The federal government approved thousands of requests to bring in temporary foreign workers at minimum wage in recent years, a practice that undermines claims from government and employers that there are serious labour shortages and that all efforts have been taken to hire Canadians.
The revelations in newly released data come as the Conservative government is weighing major policy reforms – including a new “wage floor” – in response to criticism that employers are relying on the temporary foreign worker program as a way to avoid raising wages.
(What is the Temporary Foreign Worker Program? Read The Globe's easy explanation)
Using Access to Information legislation, the Alberta Federation of Labour obtained extensive statistics about the program and provided its findings to The Globe and Mail. The union sought and obtained information on the number of Labour Market Opinions approved by Employment and Social Development Canada that were for minimum wage jobs. An LMO is a screening process meant to ensure employers have exhausted efforts to hire Canadians before turning to the program.
According to the documents, at least 15,006 minimum-wage positions were approved between March 31, 2010, and Feb. 10, 2014. (Only the numbers for Ontario go back as far as 2010, which means the actual totals for the period would likely be higher.)
Gil McGowan, the president of the Alberta Federation of Labour, said the numbers undermine Ottawa’s claims about serious labour shortages.
“There should be very, very few jobs at minimum wage, but from these documents, they’ve just approved thousands in what is supposed to be a hot labour market,” he said.

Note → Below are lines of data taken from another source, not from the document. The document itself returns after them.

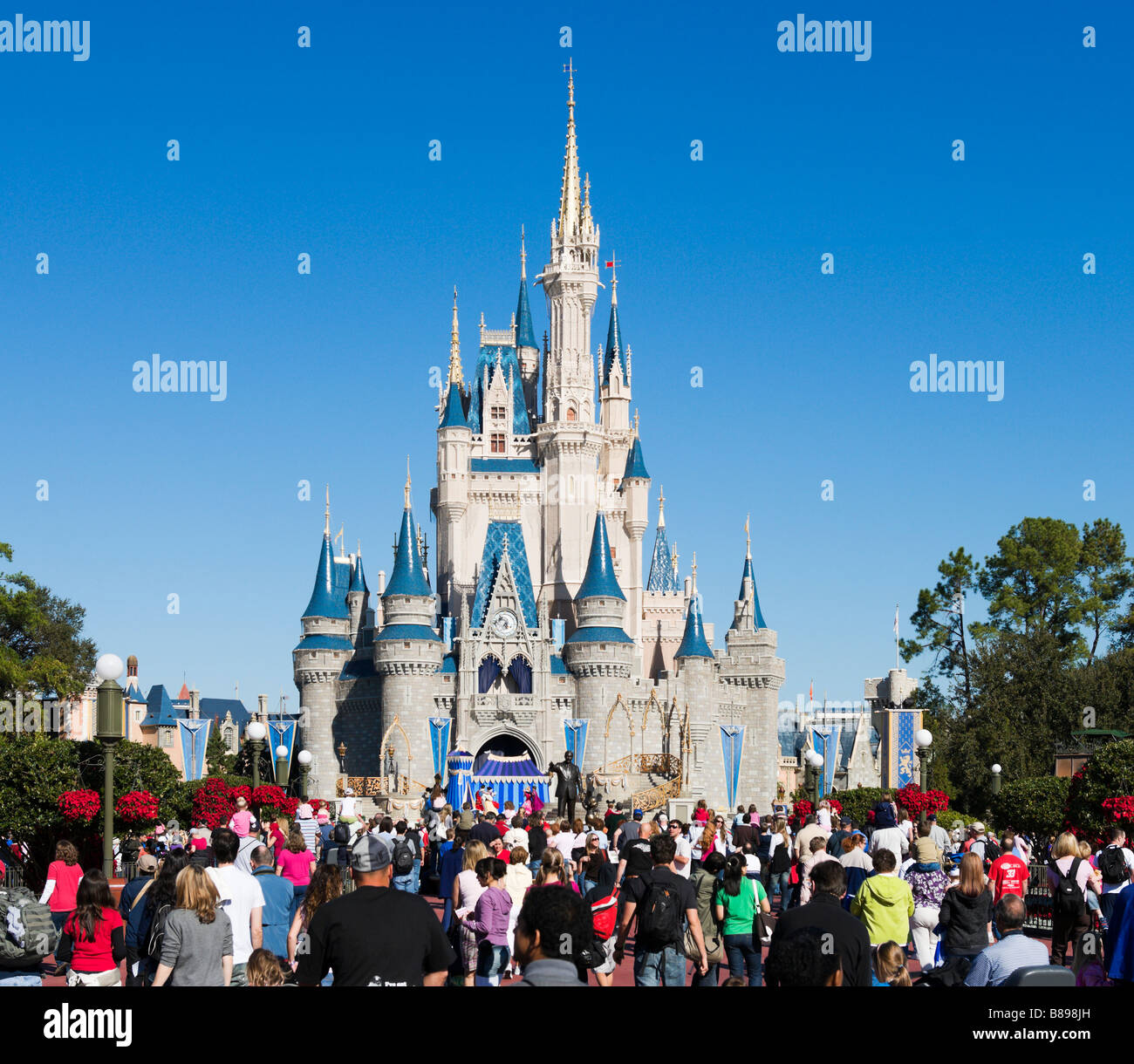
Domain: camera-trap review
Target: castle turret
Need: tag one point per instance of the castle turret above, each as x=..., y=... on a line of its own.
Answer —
x=318, y=657
x=407, y=649
x=528, y=347
x=567, y=440
x=454, y=442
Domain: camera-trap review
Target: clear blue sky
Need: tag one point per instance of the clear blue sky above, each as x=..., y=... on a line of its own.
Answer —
x=805, y=377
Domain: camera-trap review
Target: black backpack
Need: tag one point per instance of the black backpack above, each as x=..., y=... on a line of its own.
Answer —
x=403, y=857
x=1111, y=864
x=1067, y=897
x=660, y=916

Under the program, temporary foreign workers must be paid the median prevailing hourly wage for that occupation in that geographic area. A median wage means half the workers in that occupation in that area make less and half make more.

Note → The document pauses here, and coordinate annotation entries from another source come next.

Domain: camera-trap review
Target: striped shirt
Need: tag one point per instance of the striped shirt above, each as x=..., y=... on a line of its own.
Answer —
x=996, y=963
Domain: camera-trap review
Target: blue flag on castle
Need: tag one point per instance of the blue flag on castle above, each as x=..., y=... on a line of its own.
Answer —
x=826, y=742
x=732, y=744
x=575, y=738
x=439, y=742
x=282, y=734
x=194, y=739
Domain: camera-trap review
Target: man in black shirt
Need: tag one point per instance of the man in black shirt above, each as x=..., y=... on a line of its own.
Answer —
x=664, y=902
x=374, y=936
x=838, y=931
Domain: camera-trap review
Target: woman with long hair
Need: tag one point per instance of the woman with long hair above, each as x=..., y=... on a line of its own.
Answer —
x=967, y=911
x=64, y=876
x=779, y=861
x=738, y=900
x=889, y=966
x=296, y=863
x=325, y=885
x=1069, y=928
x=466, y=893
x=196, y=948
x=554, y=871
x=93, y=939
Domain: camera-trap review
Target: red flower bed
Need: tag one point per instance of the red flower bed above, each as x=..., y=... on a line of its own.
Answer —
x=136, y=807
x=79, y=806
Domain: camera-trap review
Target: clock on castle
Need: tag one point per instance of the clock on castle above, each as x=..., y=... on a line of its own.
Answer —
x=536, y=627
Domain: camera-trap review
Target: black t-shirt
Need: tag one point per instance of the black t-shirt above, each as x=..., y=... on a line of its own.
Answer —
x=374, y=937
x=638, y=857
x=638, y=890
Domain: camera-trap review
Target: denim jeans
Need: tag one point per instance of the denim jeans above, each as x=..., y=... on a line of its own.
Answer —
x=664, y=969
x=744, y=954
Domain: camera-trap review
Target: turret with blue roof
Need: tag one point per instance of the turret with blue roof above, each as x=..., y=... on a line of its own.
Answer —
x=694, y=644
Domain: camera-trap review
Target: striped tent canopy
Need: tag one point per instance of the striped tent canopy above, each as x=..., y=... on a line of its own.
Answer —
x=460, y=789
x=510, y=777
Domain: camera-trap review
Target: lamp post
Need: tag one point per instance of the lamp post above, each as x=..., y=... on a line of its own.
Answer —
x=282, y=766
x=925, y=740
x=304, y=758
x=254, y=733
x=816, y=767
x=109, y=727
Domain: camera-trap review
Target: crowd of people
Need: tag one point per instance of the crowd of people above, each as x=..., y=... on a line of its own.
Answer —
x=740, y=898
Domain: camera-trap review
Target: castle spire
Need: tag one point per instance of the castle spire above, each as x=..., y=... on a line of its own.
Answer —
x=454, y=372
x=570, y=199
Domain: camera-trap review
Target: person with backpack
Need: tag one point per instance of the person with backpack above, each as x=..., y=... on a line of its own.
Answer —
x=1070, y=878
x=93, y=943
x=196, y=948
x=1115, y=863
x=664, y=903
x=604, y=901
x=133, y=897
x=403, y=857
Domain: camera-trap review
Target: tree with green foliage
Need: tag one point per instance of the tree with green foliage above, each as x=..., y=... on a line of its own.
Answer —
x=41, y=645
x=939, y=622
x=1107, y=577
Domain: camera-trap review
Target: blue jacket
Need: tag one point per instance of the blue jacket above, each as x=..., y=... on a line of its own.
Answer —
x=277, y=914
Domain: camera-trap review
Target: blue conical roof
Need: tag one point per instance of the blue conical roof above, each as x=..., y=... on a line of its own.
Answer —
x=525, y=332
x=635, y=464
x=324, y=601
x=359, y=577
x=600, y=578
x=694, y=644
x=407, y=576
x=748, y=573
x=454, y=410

Researchers with the AFL compared each minimum-wage job with the current prevailing wage. That research found that about 97 per cent of the approved minimum-wage positions were below what federal rules say they should currently be paid.

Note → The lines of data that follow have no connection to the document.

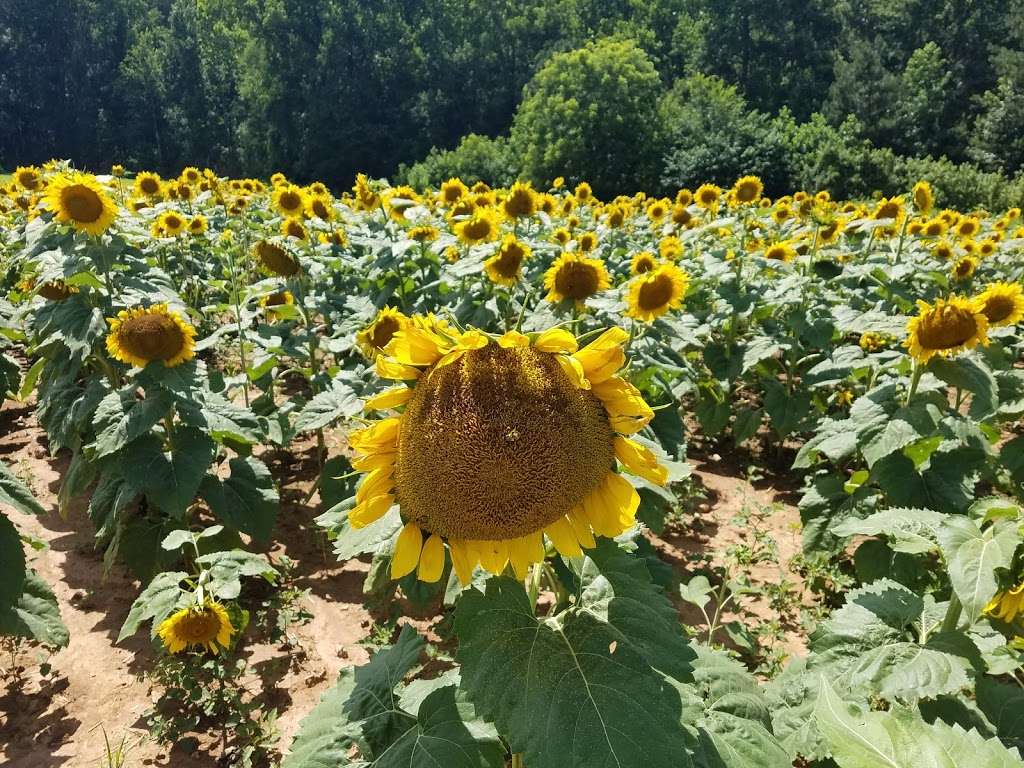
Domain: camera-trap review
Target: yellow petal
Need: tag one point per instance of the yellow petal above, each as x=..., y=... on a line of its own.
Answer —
x=388, y=369
x=556, y=340
x=392, y=397
x=370, y=511
x=431, y=559
x=513, y=339
x=603, y=356
x=563, y=537
x=640, y=460
x=572, y=369
x=407, y=551
x=463, y=560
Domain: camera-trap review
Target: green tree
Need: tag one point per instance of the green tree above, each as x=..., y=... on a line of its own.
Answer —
x=592, y=115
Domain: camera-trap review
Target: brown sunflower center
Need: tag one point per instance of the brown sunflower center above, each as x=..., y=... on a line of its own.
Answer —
x=577, y=280
x=81, y=203
x=499, y=444
x=655, y=293
x=946, y=328
x=152, y=336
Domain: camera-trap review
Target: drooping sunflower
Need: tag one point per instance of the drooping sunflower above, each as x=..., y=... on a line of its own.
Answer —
x=949, y=327
x=653, y=294
x=505, y=267
x=1003, y=304
x=379, y=333
x=77, y=199
x=206, y=626
x=142, y=335
x=501, y=443
x=147, y=184
x=275, y=259
x=748, y=189
x=577, y=278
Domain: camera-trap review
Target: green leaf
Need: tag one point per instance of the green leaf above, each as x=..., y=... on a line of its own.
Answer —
x=899, y=738
x=568, y=692
x=120, y=418
x=973, y=557
x=157, y=602
x=247, y=501
x=339, y=401
x=35, y=614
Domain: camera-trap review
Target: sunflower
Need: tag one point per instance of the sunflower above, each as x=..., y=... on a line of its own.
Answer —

The government argues the approvals complied with the prevailing wages at the time. In particular, the vast majority of the minimum-wage approvals are for the Live-in Caregiver Program, which up until 2012 had its own rules that simply required employers to pay the provincial minimum wage. Since 2012, the government has been setting an inflation-adjusted prevailing wage for caregivers. The government says that in cases in which an LMO is approved for caregivers or agricultural workers – which is the second most-common category of approved minimum-wage jobs – employers must pay the higher prevailing wage if it goes up after the LMO is approved.
The union also requested an updated list of all businesses in Canada that employ temporary foreign workers. However, the department’s most recent release blacks out a large number of company names. The department said it needs the consent of unincorporated businesses to release those names.
Employment Minister Jason Kenney recently gave employer and labour groups a heads-up on some of the policy moves the government is considering.
A note distributed in a private briefing and obtained by The Globe lists a series of “next steps,” including that “employers consider offering higher wages when recruiting before hiring foreign workers.”
One option would be to set a “wage floor” for temporary foreign workers that would be above the minimum wage and likely above the median prevailing wage. The government’s motivation would be to make the program less appealing for employers in low-wage, low-skilled sectors. Such a move would also represent an effort to encourage employers to try attracting Canadians through higher wages before turning to the program.
Employer groups have already given the idea a cool response. If enacted, it would likely create new tensions by explicitly requiring temporary foreign workers to work alongside Canadians who are paid less.